Of all the architectural aspects that Velidom got right, virtualizing the infrastructure was almost certainly the biggest ‘Yes!’. VMWare ESX was expensive, but having that infrastructure in place made it possible to think about computation in a way very different from the raw hardware. Ultimately from Amazon EC2 through to Vagrant, this separation has come to pass as a higher-level-language of computational hardware. Virtualized computers can be built in minutes and discarded after being used.

Velidom provided virtualized desktops and servers as a service, and we spent the money and time building out the hardware, the virtualized server side, and creating a custom desktop client. The results were impressive, leading edge, unreliable, and expensive. Things were unreliable due to the client-server desktop communication paradigm. This needed good networks and a good protocol for the remote desktop. And given these were development machines, they needed to be secure, so each had its own private network. Again, this was too big a vision to succeed at that time. Focusing on just servers may have been viable, but it wasn’t clear what the value was without a large base of customers committed to good automated test suites (which is certainly plausible).

Expensive is relative, and the virtualization Velidom provided may have been viable except for an event that occurred in 2006. Amazon announced EC2, and suddenly the price point of virtualized computers dove to a number no one else could compete with. Even 10 years later, there are very few viable cloud providers, and no small ones.

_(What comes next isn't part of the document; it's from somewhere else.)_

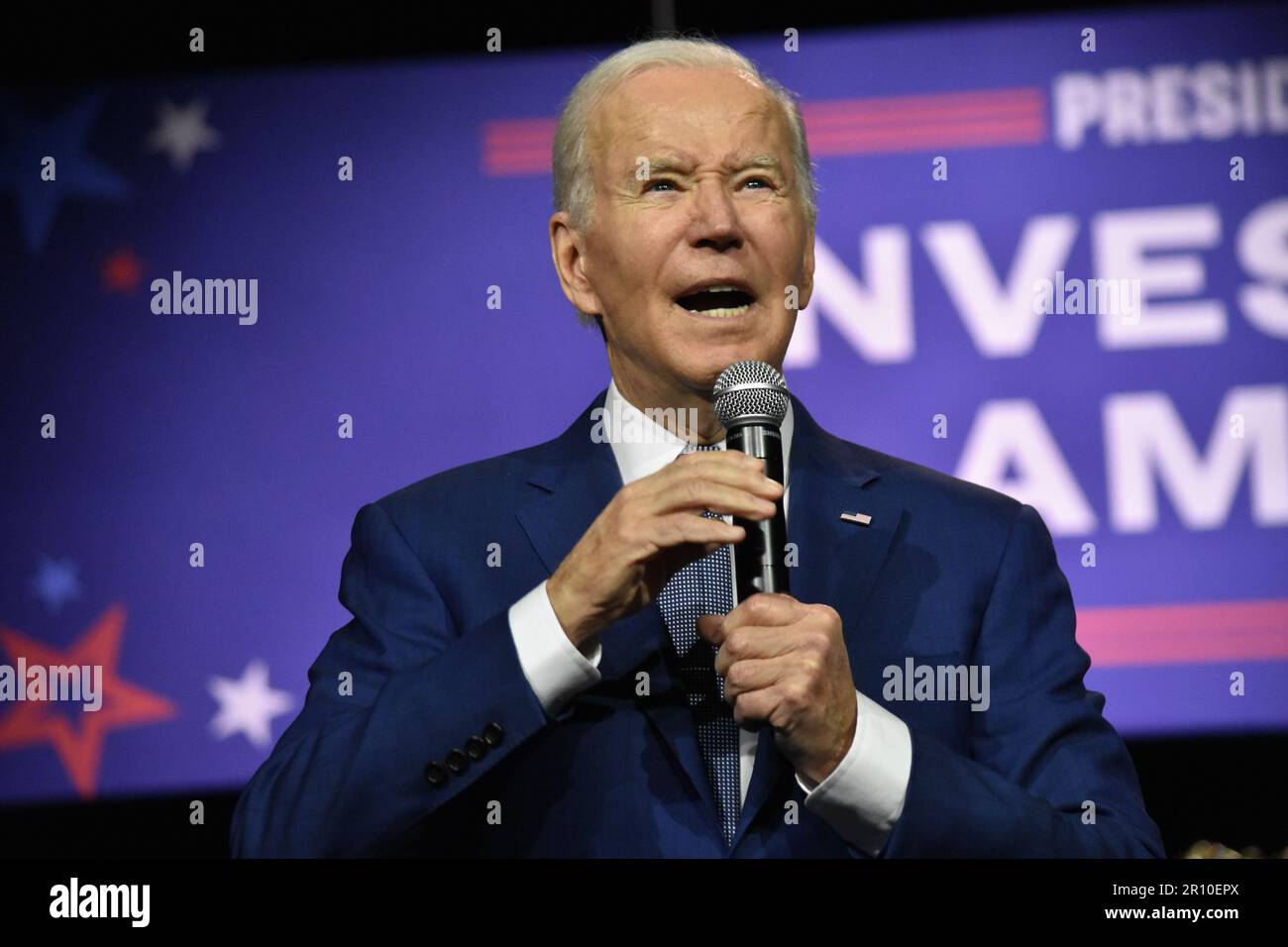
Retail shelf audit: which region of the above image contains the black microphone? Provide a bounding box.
[712,360,789,604]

AA-2 : Tool Integration and Improvement

One of the core Velidom concepts was the integration between tools (e.g. Eclipse) and the functionality we provided. We had Eclipse plugins to do things within the factory, including chat, logging, automation, and other activities. Integrating directly with a tool is nice, but definitely development expensive. And the tools you are connecting with (Eclipse and Subversion) may ‘go away’. In 2005, Eclipse was a good choice, but if we had customers on a Microsoft development stack, they might have been unsatisfiable.

The core problem wasn’t picking the right tool, it was picking any tool before having a Minimal Viable Product. Tool integration is not part of Minimal Viable: if your product is good at group chat, people will start using it. A full suite of products (the Factory) is also not part of Minimal Viable: whether chat or automated regression testing, just get a product done and in the hands of customers to get feedback. If they like your product, they will drive integration with their favorite tools or your other products as an important improvement.

AA-3 : Reactor

The last architecture from Velidom that I am going to mention is the ‘reactor’ or ‘queue’ pattern. Doing a mass regression test with servers being created on the fly takes time. Separating the ‘request’ from the ‘task’ to complete the request is very effective for both scaling and also avoiding needless scaling. If the automation is fast enough, you don’t need to scale. If you don’t have the extra money to buy the bonus performance, you also don’t need to scale. You can choose whether to pay for time or not.

The one aspect that for a codebase or similar ‘team progessive’ activity is whether people wait for things to finish. Ideally, you are ‘unblocked’ while you wait: you can go on to something else. But in a team environment, many people are trying to get there work in the main codebase of work. With Subversion, we had to do some annoyingly fancy tricks to extract a bad build. With Git and faster testing tools (in memory databases, better functional test declaration languages), this is far less of a problem.